Her days on the island would consist of six to seven hours of zipline tours, and when that fun was over, more began.
The island never failed to provide off-hours entertainment for the Utah native and her co-workers who would find new beaches to explore, enjoy the ocean and make the weekly trip to Kaneohe for five-dollar movie nights on Tuesdays.
“My coworkers were the best part,” Stookey said. Between work adventures and after-hours trips, she made a number of friends from the group of 30 guides working with her that summer.
However, like all sunny days, her time working at the zipline drew to a close as the fall semester neared.
She returned to Utah where she continued pursuing her agriculture degree at SUU during the fall of 2019, but her time in Hawaii was not quickly forgotten. It was only a matter of time before Stookey began looking for more opportunities that would take her back to the islands.
Early on in the spring of 2020, before COVID-19 had surfaced in America, she began the process of applying for another guiding job on the island of Oahu, but instead of ziplines she would be leading horseback tours.
Stookey learned about the Gunstock Ranch through her previous research of the island. The ranch offered a number of agritourism experiences including eco-tours, horseback rides, tree plantings and off-road adventures.
As an agriculture major and an experienced tour guide, she was excited to try for a job with the company. She filled out her application, had a virtual interview and when all was said and done, she was preparing to return to work on the island.
Just as she began packing her wardrobe and making arrangements at home, COVID-19 concerns escalated, resulting in multiple lockdown and work-from-home orders being initiated in many states.
Uncertainty and travel restrictions barred Stookey from returning to the island to begin her new role during the summer of 2020. Instead, she returned to SUU to complete her final semester and her bachelor’s degree in the fall.
Deep into the semester with finals approaching, she received a call from Gunstock Ranch asking if she would be willing to accept a job at the ranch right away as business was booming.
“In November they had a big rush,” Stookey said. “And I was at the top of their list.”
With classes going remote after fall break, she accepted the position, and began training in time for the Christmas rush while finishing her classes online.
At the 970 acre ranch, Stookey guided tours through the pastures and forests of the property. With a herd of 100 cows in the thick of calving season, it was not uncommon for her and her group to come across the animals and their new young.
Stookey became acquainted with the horses and came to learn each one’s personality as well as their “pecking order.”
“I learned all the horse’s names and who goes with who and who’s trying to kill who today,” she said.

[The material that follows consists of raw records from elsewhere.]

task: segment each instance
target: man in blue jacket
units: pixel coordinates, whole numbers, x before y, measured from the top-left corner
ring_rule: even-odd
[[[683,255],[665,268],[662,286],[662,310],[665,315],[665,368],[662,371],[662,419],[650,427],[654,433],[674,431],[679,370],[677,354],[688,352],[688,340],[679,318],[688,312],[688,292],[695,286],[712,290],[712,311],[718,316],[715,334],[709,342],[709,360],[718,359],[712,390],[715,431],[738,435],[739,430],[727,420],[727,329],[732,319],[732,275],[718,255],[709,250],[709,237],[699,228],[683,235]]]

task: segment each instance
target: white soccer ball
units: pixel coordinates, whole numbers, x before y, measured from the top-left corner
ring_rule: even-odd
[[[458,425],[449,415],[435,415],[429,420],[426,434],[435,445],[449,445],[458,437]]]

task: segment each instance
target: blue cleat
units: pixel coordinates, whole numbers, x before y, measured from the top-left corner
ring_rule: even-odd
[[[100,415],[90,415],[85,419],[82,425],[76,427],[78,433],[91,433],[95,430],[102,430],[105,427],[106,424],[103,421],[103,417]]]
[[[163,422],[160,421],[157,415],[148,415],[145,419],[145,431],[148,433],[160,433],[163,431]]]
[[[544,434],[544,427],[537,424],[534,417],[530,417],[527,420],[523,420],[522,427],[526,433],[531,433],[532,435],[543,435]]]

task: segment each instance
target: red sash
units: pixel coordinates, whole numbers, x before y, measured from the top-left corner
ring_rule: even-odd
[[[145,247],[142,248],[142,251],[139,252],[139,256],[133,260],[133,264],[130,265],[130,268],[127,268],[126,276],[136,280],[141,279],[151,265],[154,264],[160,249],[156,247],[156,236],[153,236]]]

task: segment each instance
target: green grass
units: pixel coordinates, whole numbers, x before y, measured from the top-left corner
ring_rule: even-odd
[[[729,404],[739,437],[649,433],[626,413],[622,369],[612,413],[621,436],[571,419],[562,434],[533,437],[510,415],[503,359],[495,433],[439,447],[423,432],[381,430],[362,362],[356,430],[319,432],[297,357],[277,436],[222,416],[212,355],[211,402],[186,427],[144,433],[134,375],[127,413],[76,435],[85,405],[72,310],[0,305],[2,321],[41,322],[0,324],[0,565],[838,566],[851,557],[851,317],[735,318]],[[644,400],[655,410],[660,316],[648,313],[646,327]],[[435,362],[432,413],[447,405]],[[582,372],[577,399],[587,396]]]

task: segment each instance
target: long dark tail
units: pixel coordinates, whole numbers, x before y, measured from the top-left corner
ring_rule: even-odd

There was never a dull moment on the rides as some horses would lay down or spook, but working with the animals was a highlight of her time there.
The softball player, turned zipline instructor, turned cowgirl returned to Utah on Feb. 1.
“I felt like it was time,” she said. “I was ready to come home.”
Now the 2020 graduate plans to work closer to home and possibly pursue a master’s degree in therapy later on. For now, she hopes to find a more permanent residence, noting that “picking up and starting over every four months is hard.”
Although she does not plan to return to the islands to work anytime soon, she is grateful for the memories and lessons learned during her time there and for those she was able to work with.
“Everyone is always looking out for everyone,” Stookey said. “It’s like a big family.”